Gazzaniga: That is an interesting question and one that can't satisfactorily be answered until much more research is done. There are conundrums. Again, it is estimated that 21 million people tried cocaine in 1988. Yet, of those, only 3 million currently use it, and only a small percentage are addicted. As for crack, it is estimated that 2.5 million have used it, while only a half million say they still do, and that figure includes the addicted and the casual user. Some reports claim that as many as one half of crack users are addicted. As I have said, crack is cheap, and for that reason may be especially attractive to the poor. That is a non- pharmacological, non-biological factor, the weight of which we have not come to any conclusions about. We don't even have reliable data to tell us that crack creates a greater rate of addiction than, say, cocaine. My own guess is it doesn't. Remember that the drug acts on the same brain systems that cocaine and amphetamines do.
Buckley: To what extent is the addictive factor affected by education? Here is what I mean by this: Taking a drug, say heroin or cocaine or crack - or, for that matter, alcohol - is a form of Russian roulette, using a ten-cartridge revolver. Now, presumably, an educated person, concerned for his livelihood, wouldn't take a revolver with nine empty cartridges and one full cartridge, aim it at his head, and pull the trigger. But granted, decisions of that kind are based on ratiocinative skills. And we have to assume these skills don't exist even among college students. If they did, there would be no drinking in college, let alone drug taking. Comments?

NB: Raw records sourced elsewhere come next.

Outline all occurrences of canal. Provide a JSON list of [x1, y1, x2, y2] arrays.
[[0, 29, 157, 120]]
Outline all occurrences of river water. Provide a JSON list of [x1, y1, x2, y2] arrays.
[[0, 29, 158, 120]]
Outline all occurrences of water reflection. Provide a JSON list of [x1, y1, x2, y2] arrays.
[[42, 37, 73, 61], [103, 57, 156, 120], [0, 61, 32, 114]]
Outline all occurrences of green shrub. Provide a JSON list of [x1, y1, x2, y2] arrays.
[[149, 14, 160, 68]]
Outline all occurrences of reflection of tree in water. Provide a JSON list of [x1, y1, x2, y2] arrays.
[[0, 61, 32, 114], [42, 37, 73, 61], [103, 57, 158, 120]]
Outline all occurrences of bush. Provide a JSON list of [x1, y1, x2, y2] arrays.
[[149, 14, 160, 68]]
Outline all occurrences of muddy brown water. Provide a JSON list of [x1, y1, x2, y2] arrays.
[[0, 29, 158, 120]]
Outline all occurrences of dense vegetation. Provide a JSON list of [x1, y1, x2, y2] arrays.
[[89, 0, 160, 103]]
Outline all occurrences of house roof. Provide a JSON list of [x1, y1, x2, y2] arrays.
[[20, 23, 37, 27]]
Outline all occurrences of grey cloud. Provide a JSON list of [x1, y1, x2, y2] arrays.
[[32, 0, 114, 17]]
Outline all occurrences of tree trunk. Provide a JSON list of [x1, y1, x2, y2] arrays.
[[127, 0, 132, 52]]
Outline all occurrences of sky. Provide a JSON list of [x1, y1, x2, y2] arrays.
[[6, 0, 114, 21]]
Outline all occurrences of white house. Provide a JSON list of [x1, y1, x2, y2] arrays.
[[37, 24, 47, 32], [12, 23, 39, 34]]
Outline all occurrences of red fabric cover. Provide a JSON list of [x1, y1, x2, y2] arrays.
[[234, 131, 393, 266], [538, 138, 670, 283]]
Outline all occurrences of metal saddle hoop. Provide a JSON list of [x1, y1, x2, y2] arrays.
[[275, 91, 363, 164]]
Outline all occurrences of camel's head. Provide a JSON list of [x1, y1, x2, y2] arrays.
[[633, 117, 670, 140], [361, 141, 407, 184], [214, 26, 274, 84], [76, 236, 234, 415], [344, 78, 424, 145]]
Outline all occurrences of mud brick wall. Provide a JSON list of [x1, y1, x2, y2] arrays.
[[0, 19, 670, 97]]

Gazzaniga: Most people perceive themselves as in control of their destiny. They do not think the initial exposure will ruin their lives, because of their perceived self-control, and they are right. Take the most difficult case, tobacco -- the most highly addictive substance around. In a now classic study, Stanley Schachter of Columbia University formally surveyed his highly educated colleagues at Columbia. At the same time, he polled the working residents of Amagansett, a community on Long Island where he summered. He first determined who were ongoing smokers, and who had been smokers. He took into account how long they had smoked, what they had smoked, and all other variables he could think of.
It wasn't long before the picture began to crystallize. Inform a normally intelligent group of people about the tangible hazards of using a particular substance and the vast majority of them simply stop. It wasn't easy for some, but in general they stopped, and they didn't need treatment programs, support programs, and all the rest. Dr. Schachter concluded, after this study, that it is only the thorny cases that show up at the treatment centers, people who have developed a true addiction. For those people, psychological prophylactics, including education, are of little or no value. Yet it is these people that are held up as examples of what happens when one uses drugs. This is misleading. It creates an unworkable framework for thinking about the problem. Most people can voluntarily stop using a psychoactive substance, and those people who do continue to use it can moderate their intake to reduce the possibility of health hazards. This is true, as I say, for most substances, but I repeat, less true for tobacco because of its distinctively addictive nature. The people who unwisely continue to use tobacco tend to smoke themselves into major illness even though they are amply warned that this is likely to happen.